Almost a quarter of financial professionals know of unethical or illegal behavior in their own companies, a survey by a securities law firm released Tuesday finds.
"Wall Street in Crisis: A Perfect Storm Looming," the survey by Labaton Sucharow LLP, suggests a serious incidence of ethical misconduct in the financial industry, among traders, investment bankers, analysts and hedge fund workers, among others.
Of 250 professionals polled, 28 percent felt the industry doesn’t put the interests of their clients first, while 24 percent admitted they would commit insider trading if they could get away with it. And 29 percent said people in their industry might need to act illegally or unethically to be successful, with 26 percent adding that their companies' compensation systems incentivize such behavior. Many respondents also believed that senior executives would overlook insider trading if the trades were done by a well-performing staffer.
Senior Labaton partner Jordan Thomas, who helped oversee the survey, told the International Business Times he found some results this year particularly surprising.
A similar survey last year of the British financial sector actually produced more encouraging results, indicating better behavior, said Thomas.
“Things went from bad to worse in one year,” said Thomas. “Consistently across virtually every category, it got worse.”
“Younger professionals, who you’d expect, or at least I expected, to be more idealistic and perhaps more ethical, were actually more likely to engage in misconduct and accept misconduct as the status quo,” he continued.
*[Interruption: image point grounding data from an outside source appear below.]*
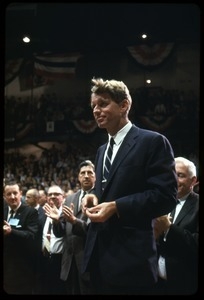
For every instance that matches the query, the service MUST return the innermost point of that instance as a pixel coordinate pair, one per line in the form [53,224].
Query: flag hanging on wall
[56,65]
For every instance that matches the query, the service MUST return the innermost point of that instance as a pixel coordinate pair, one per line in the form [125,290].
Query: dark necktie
[11,214]
[80,200]
[174,210]
[107,164]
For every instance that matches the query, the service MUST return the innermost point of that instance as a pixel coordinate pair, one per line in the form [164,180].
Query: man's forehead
[54,190]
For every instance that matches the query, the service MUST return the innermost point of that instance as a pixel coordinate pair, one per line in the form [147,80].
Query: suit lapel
[188,205]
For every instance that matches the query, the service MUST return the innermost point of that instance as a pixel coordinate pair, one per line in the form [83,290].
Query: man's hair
[116,89]
[188,164]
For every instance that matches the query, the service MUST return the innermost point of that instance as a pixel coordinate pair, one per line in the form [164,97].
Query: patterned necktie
[49,231]
[80,200]
[107,164]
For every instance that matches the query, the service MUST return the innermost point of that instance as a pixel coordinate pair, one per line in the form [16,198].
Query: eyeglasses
[54,194]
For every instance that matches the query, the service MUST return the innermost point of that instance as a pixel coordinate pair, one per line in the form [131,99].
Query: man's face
[12,195]
[87,177]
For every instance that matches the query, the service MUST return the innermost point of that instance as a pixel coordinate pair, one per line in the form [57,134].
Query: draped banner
[56,65]
[150,56]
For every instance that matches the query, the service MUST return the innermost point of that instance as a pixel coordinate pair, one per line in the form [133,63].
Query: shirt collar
[120,135]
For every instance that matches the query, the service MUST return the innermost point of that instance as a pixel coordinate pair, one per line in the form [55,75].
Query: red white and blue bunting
[150,56]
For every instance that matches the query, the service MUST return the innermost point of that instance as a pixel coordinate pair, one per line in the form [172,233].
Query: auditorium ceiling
[90,27]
According to the survey, twice as many respondents with less than 10 years of working experience believed that misconduct is necessary to get ahead in the profession, as compared to those with more than 20 years in the field.
Thomas, who represents dozens of whistle-blowers reporting fraud to the Securities and Exchange Commission, said his original inspiration came as he slowly realized how many people in corporate America knew about wrongdoing.
The survey results weren’t all bad, however, as almost 90 percent of respondents said they’d report wrongdoing if given the right protections.
The SEC whistle-blower program, which Thomas helped author in his former position at the SEC, gives 10 to 30 percent of the proceeds from an enforcement case to a helpful whistle-blower.
Since the program’s launch in August 2011, the SEC has only awarded four whistle-blowers with money for assisting with investigations, with three given awards in June.
The first helpful whistle-blower received about $50,000 for his help in August 2012.
According to an annual report for 2012, the program’s 14 staff received 3,001 tips in fiscal 2012, though only those four eventually received money for their trouble.
But Thomas said the relatively few cases of monetary award, from a fund worth $453 million in September 2012, weren’t discouraging.
He said SEC investigations take two to four years to complete, and with the program’s launch in August 2011, the next several months would see ripening results from whistle-blower actions started earlier.